Smartphones are a new computing platform that requires new software solutions. Limited battery energy requires energy efficient software to maintain acceptable battery life. Unparalleled heterogeneity is present on the platform due to multiple manufacturers, hardware configurations, and operating system versions currently in use. Usage patterns are diverse and complicate energy efficiency by causing wide variations in the energy availability for apps. New software techniques are needed to overcome these challenges to make smartphone software energy efficient.;In this dissertation we present a system framework for online adaptation of smartphone software. Our solution allows software tasks to dynamically select configurations automatically at run-time to satisfy energy constraints. This approach enables smartphone software to maintain energy efficiency despite platform heterogeneity and usage pattern variations. First, we describe how accurate run-time smartphone power measurements can be implemented using built-in battery monitor units. Second, we present a Markov Decision Process (MDP) for adapting delay tolerant tasks.
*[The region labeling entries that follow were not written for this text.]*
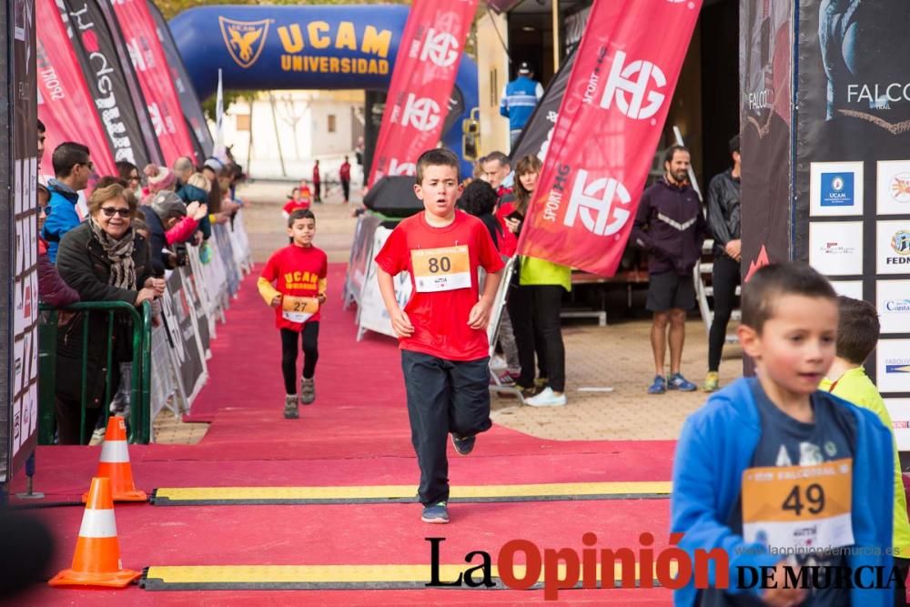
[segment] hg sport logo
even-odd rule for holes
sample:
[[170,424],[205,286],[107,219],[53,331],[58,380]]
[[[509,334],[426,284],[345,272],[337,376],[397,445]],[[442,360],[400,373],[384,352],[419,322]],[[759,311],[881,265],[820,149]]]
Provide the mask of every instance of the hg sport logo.
[[907,358],[885,359],[885,373],[910,373],[910,359],[907,359]]
[[612,177],[588,181],[588,171],[580,168],[575,177],[563,223],[571,227],[576,218],[597,236],[612,236],[632,215],[629,190]]
[[657,114],[666,98],[663,93],[650,88],[652,81],[654,88],[667,86],[663,71],[650,61],[638,59],[625,63],[626,54],[616,51],[613,65],[603,88],[601,107],[610,109],[613,101],[625,116],[635,120],[644,120]]
[[268,19],[235,21],[219,16],[218,24],[221,25],[221,36],[234,63],[244,69],[256,63],[266,46]]
[[854,174],[822,173],[822,206],[854,206]]

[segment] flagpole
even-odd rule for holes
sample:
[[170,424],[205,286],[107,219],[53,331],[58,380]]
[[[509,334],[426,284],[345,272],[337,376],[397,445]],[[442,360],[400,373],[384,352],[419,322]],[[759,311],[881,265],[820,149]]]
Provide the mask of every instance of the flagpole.
[[553,74],[560,71],[560,0],[552,0],[553,13]]

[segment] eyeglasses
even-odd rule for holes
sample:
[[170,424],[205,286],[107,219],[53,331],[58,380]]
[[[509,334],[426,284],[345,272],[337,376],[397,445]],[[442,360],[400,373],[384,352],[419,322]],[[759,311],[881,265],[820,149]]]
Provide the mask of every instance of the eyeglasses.
[[125,219],[132,215],[132,211],[128,208],[115,208],[114,207],[102,207],[101,212],[105,214],[106,218],[112,218],[115,215],[119,215]]

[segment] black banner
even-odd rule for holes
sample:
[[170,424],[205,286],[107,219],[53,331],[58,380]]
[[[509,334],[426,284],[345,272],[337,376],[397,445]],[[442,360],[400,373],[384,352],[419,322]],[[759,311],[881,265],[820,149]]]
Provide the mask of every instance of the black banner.
[[[794,258],[838,292],[875,304],[882,339],[866,370],[895,427],[906,429],[910,3],[798,0],[796,15]],[[908,432],[898,432],[905,450],[901,434]]]
[[205,382],[206,367],[197,340],[192,297],[180,272],[171,272],[167,277],[167,291],[161,303],[167,336],[177,353],[180,381],[187,400],[192,400]]
[[743,267],[790,258],[793,0],[740,2]]
[[[0,135],[0,482],[37,444],[37,81],[35,4],[0,5],[7,116]],[[12,308],[10,308],[12,304]]]
[[202,113],[202,105],[199,97],[196,95],[193,83],[187,74],[187,68],[183,65],[180,53],[177,50],[174,37],[171,35],[167,22],[165,21],[161,11],[155,5],[154,2],[148,3],[148,11],[155,19],[155,25],[158,32],[158,39],[161,40],[161,46],[165,49],[165,56],[167,57],[167,65],[170,66],[171,76],[174,78],[174,86],[177,94],[180,97],[180,106],[183,107],[183,115],[189,125],[189,131],[195,137],[193,142],[197,148],[196,162],[202,165],[205,159],[211,156],[215,147],[215,140],[212,138],[211,131],[208,130],[208,124],[206,122],[206,116]]
[[[59,1],[59,0],[58,0]],[[67,2],[78,3],[80,0],[66,0]],[[120,74],[124,76],[123,82],[126,86],[127,99],[132,104],[132,116],[139,125],[139,131],[142,134],[142,140],[145,143],[146,153],[148,155],[148,161],[156,165],[164,165],[165,157],[161,152],[161,146],[158,143],[157,136],[155,135],[155,125],[152,117],[148,114],[148,106],[142,96],[142,86],[136,75],[133,67],[133,61],[130,59],[129,48],[120,31],[120,25],[116,20],[116,15],[111,8],[109,2],[97,2],[96,0],[84,0],[89,6],[90,14],[96,24],[96,27],[102,27],[107,32],[107,38],[114,46],[116,53],[117,64],[120,66]],[[86,72],[86,74],[89,72]],[[88,78],[90,80],[90,78]],[[89,87],[92,83],[89,82]],[[119,97],[118,97],[119,98]],[[139,172],[142,172],[143,165],[136,165]]]
[[546,156],[550,138],[553,136],[553,126],[556,126],[556,116],[559,116],[560,105],[562,103],[562,96],[565,95],[574,63],[575,54],[572,53],[560,66],[560,71],[543,92],[543,98],[537,104],[534,113],[531,115],[528,124],[521,129],[518,141],[512,147],[510,156],[512,168],[519,159],[526,156],[536,156],[541,161]]
[[114,38],[94,0],[57,0],[66,35],[82,67],[114,159],[131,162],[141,170],[150,161],[142,128],[130,102],[126,78]]

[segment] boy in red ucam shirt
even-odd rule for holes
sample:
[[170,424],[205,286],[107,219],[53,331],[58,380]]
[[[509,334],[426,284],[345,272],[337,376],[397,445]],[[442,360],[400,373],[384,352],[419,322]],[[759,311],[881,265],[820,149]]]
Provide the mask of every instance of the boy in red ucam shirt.
[[[455,209],[458,157],[431,149],[417,161],[414,192],[424,211],[404,219],[376,257],[382,300],[401,348],[411,442],[420,468],[424,522],[449,522],[447,434],[460,455],[490,430],[487,322],[502,259],[483,222]],[[479,296],[477,268],[488,272]],[[392,277],[410,272],[402,310]]]
[[[285,418],[296,420],[298,412],[298,335],[303,334],[303,374],[300,402],[316,400],[316,361],[319,358],[319,306],[326,301],[329,262],[325,251],[313,247],[316,217],[309,209],[298,209],[288,218],[291,244],[272,253],[262,270],[259,294],[275,309],[275,326],[281,331],[281,373],[285,381]],[[277,283],[277,288],[272,283]]]

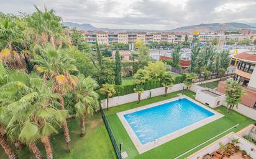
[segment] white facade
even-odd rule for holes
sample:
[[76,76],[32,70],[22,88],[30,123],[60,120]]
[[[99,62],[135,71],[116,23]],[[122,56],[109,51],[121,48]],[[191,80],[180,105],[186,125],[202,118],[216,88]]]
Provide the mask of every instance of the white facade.
[[222,105],[225,98],[224,94],[212,89],[203,88],[196,91],[196,100],[212,108]]

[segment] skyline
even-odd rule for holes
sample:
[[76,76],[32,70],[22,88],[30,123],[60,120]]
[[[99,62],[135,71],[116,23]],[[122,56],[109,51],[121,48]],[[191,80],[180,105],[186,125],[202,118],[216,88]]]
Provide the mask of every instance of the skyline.
[[[34,5],[53,9],[63,22],[98,28],[168,30],[209,23],[256,21],[255,0],[0,0],[4,13],[32,13]],[[225,16],[223,16],[223,15]]]

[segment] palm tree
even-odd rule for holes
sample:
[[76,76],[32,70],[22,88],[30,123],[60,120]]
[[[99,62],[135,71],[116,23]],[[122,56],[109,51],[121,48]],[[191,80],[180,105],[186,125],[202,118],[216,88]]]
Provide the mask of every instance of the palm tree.
[[[57,49],[50,44],[47,44],[41,49],[40,54],[35,54],[34,61],[36,63],[35,69],[43,74],[45,81],[53,82],[53,91],[60,95],[60,109],[65,110],[63,95],[75,87],[76,78],[70,72],[77,71],[76,67],[71,64],[74,61],[68,56],[67,50]],[[63,122],[63,132],[66,143],[67,152],[70,152],[70,137],[66,121]]]
[[137,103],[139,104],[140,102],[141,94],[142,93],[143,91],[144,91],[144,90],[142,88],[137,87],[136,88],[134,88],[134,92],[138,93],[138,102],[137,102]]
[[165,96],[167,95],[167,90],[168,88],[171,88],[173,86],[173,79],[171,74],[170,72],[165,72],[162,77],[162,85],[165,87]]
[[[55,108],[54,103],[58,95],[52,93],[39,75],[21,73],[17,75],[20,75],[20,78],[14,81],[14,84],[7,84],[1,87],[7,93],[17,90],[17,93],[20,95],[17,100],[8,106],[12,114],[6,128],[8,135],[12,138],[20,132],[19,139],[29,145],[37,158],[42,158],[42,156],[35,143],[41,140],[47,158],[52,159],[49,137],[58,132],[54,126],[62,123],[68,116],[67,111]],[[21,88],[17,89],[17,87]]]
[[18,53],[18,47],[14,45],[22,41],[22,32],[16,23],[7,19],[0,21],[0,44],[5,46],[0,52],[0,59],[11,69],[25,71],[24,57]]
[[37,11],[27,19],[27,32],[32,37],[32,41],[40,45],[50,42],[55,48],[68,45],[70,41],[65,34],[62,18],[57,16],[53,9],[48,11],[45,7],[41,11],[37,6],[35,7]]
[[116,93],[116,90],[114,88],[114,85],[109,84],[103,84],[103,87],[99,89],[99,93],[107,96],[107,110],[108,110],[109,98]]
[[227,103],[227,112],[230,113],[234,106],[238,108],[238,104],[242,101],[242,96],[245,95],[245,92],[242,88],[239,81],[229,80],[226,82],[227,85],[225,87],[227,98],[226,101]]
[[[0,107],[1,114],[2,113],[2,111],[3,110],[2,108]],[[4,131],[3,131],[1,127],[2,126],[0,124],[0,145],[2,147],[2,148],[4,149],[4,152],[6,152],[9,158],[17,159],[18,157],[17,156],[14,151],[12,149],[11,146],[9,145],[9,143],[7,141],[6,138],[4,137],[4,134],[5,134]]]
[[94,89],[99,85],[95,80],[83,74],[78,75],[79,82],[75,91],[76,104],[75,105],[76,116],[80,119],[81,137],[85,135],[85,119],[86,114],[93,115],[99,107],[99,95]]

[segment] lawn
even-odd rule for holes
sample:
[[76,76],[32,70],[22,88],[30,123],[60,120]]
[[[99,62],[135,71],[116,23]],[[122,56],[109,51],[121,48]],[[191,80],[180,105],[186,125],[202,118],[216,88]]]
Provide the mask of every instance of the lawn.
[[211,89],[214,89],[217,87],[219,80],[211,82],[206,84],[200,84],[201,87],[206,87]]
[[122,79],[122,85],[128,85],[134,84],[134,78],[133,77],[127,77]]
[[[214,140],[209,141],[208,143],[205,144],[201,147],[198,147],[196,150],[180,158],[185,158],[188,155],[194,153],[210,143],[213,142],[214,140],[225,135],[230,132],[237,132],[249,124],[255,122],[255,121],[242,116],[235,111],[232,111],[230,114],[227,114],[226,113],[226,108],[224,106],[220,106],[214,110],[221,113],[224,114],[225,116],[173,140],[171,140],[154,149],[139,155],[132,140],[130,139],[129,136],[126,132],[126,131],[122,126],[118,116],[116,115],[116,113],[146,105],[150,103],[153,103],[158,101],[169,99],[176,97],[177,93],[181,92],[181,91],[179,91],[170,93],[167,97],[163,96],[153,97],[151,99],[142,100],[139,104],[137,104],[136,102],[133,102],[120,105],[119,106],[111,108],[109,111],[105,111],[117,143],[123,143],[122,150],[127,152],[129,155],[127,158],[174,158],[184,152],[186,152],[186,151],[198,145],[199,144],[209,140],[213,137],[214,137],[230,127],[236,125],[237,124],[239,124],[236,128],[234,128],[231,131],[226,132]],[[194,93],[190,91],[185,91],[185,94],[190,98],[194,99]]]
[[[78,119],[70,119],[68,127],[70,132],[71,151],[69,153],[65,151],[66,144],[62,132],[60,132],[59,134],[51,137],[51,142],[53,145],[54,158],[117,158],[107,131],[99,113],[94,114],[90,120],[86,119],[86,135],[83,138],[80,136],[80,126]],[[40,144],[38,145],[43,155],[45,155],[43,145]],[[27,148],[19,152],[18,154],[20,159],[35,158]],[[1,147],[0,158],[7,158]]]

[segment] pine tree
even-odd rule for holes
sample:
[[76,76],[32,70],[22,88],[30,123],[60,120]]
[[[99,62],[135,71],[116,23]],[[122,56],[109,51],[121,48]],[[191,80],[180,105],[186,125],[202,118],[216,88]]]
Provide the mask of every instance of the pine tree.
[[122,84],[121,58],[120,57],[119,51],[118,49],[117,49],[116,51],[115,59],[116,59],[115,84],[116,85],[121,85]]

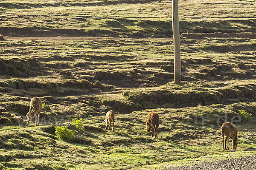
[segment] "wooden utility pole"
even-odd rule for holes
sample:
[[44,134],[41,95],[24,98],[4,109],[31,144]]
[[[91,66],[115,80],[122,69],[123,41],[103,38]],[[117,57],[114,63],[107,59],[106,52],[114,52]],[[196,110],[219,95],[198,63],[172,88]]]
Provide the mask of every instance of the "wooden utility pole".
[[174,44],[174,82],[180,84],[180,43],[179,27],[179,0],[172,0],[172,36]]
Third, we propose a systematic statistically rigorous Design of Experiments (DoE) based technique for surveying an unknown configuration space. Lastly, we extend our DoE survey with supplemental heuristic searching in a methodology called MELOADES to satisfy additional energy constraints.;Each of these framework components is demonstrated on software tasks that required run-time energy adaptation. MDP is evaluated by optimizing the synchronization rate of Twitter and Email tasks while preserving energy for stochastic phone call arrivals. A camera trap task requiring image capture and wireless transmission is demonstrated using DoE for configuration selection. Lastly, MELOADES further addresses a more general image capture and transmission task to satisfy varying energy constraints.;We demonstrate the ability of run-time adaptation techniques to overcome heterogeneity on smartphones and enable the same software to remain energy efficient across multiple devices.